It is early in January and the harmattan season has descended with a vengeance. As you rolled out of bed this morning, you shivered as your cold feet made contact with the even colder floor, and it had taken you all of one minute to be done in the bathroom. Because your family cannot afford frivolities like hot water baths, you take cold baths no matter the weather, not even when you are sick. So, you dumped the half bucket of icy water over your head and ran out of the bathroom

You had watched in front of the broken mirror you share with your youngest sister as the breath escaped you in icy vapours, and you had thrown on three layers of clothing.

But you are no longer cold. There is a heat boiling from deep inside you and the only way that your body knows to respond is to break out in sweat.

How could things have turned this sour just a few days after the New Year celebration. On that day, you’d worn your newly purchased second hand gown, but it had felt brand new to you. You’d felt like you were on top of the world, like you were a princess who had the whole world at your beck and call. You guys were a complete family again; your father, your mother, your four sisters and your three brothers.

All had felt right with the world. There wasn’t much to eat in your house, but you’d made the rounds to more prosperous homes with your siblings and had eaten so much you had a tummy ache for days. You had felt like a child again, not like a young woman, not like someone on whose shoulders lay a weight of responsibility. You had been a child again, and now you are to be one no more.

When your mother pushed you out into the world eleven years ago, it was unwritten that you would one day follow in the footsteps of all the women of the family. By the time you were born, your mother had already given up two daughters, already knew what if felt like to send daughters off into modern slavery.

And, she knew, even as she breastfed you and stroked your head, that she would one day give you up too.

You are the last daughter and your mother has already done this four times. What you don’t know is that it has never been easy for her, has not gotten easier with regularity, and that she cries into her pillow almost every night.

“Beatrice, you should be ready. She will be here any time from now, and we don’t want to keep her waiting.” Your mother calls to you from just outside the house, where she is spreading freshly washed clothes on the clothesline.

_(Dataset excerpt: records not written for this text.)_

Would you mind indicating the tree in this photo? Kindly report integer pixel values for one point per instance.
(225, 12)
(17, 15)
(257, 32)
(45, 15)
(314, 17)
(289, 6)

She is talking about the woman who will convey you to Lagos, the woman who took the last two of your sisters, the one whom you blame for wringing the joy from their eyes. And now, she’s coming to take you.

You feel the tears roll down your cheek, feel the sadness overwhelm you from the inside out and you feel like you are drowning in a sea of misery.

You sigh, rise to your feet and pick up your luggage, a tattered hand me down travel bag that has been used by many siblings before you. You take a last look at your room, the one you share with your littlest brother, the one where you have felt warmth and love and security. Then you close your eyes to your childhood and step out into adulthood.

You are going to the big city to become a house help, just like all four sisters before you have been. Born and raised in the dry arid village, with no viable means to support a family, most families sent their daughters to Lagos, Abuja and other affluent cities to serve as house helps to big madams. Your mother was a house help before you all, came back home when she was eighteen, met and married your father by the time she was nineteen and proceeded to have a whole parcel load of children.

When the rainfall comes, your father’s tiny piece of farmland manages a meagre harvest at best. Your mother had tried not to have to send you to Lagos and had been making do with what she could sell from your father’s land, but then there has been no rainfall in forever, and there is no produce, nothing. Nothing.

So, to Lagos you are headed.

You are next in the long and unending line of daughters sold off into modern slavery as house helps.

You are not supposed to know, but you know that your parents have already received the payment for your first year of service, and it was that money that was used to repair the collapsed roof of the house. There had been that initial gush of hope when your sisters made plans to return to their duty posts and had their conveyor come get them two days earlier. You were not included in their travel plans, and for a full day, you’d dared to hope, had dared to exult that you were not going to be called upon to save your family.

But yesterday, Mama had called you into their room, kissed you on both cheeks, held you to her chest and told you were going to leave the following day. She’d smelt of palm oil and freshly fried garri, and you wanted to cling on to her forever, to take in the smell of her and never let it go. You’d wanted to go back to New Year’s Day, to take a stroll through your cold dusty village, to sit in a circle and eat from the same bowl from your siblings.

But as all good things do, your dream is fading, ending, forever gone.

You hold your childhood in your fists one more time, then release it, let it blow into the four corners of the earth.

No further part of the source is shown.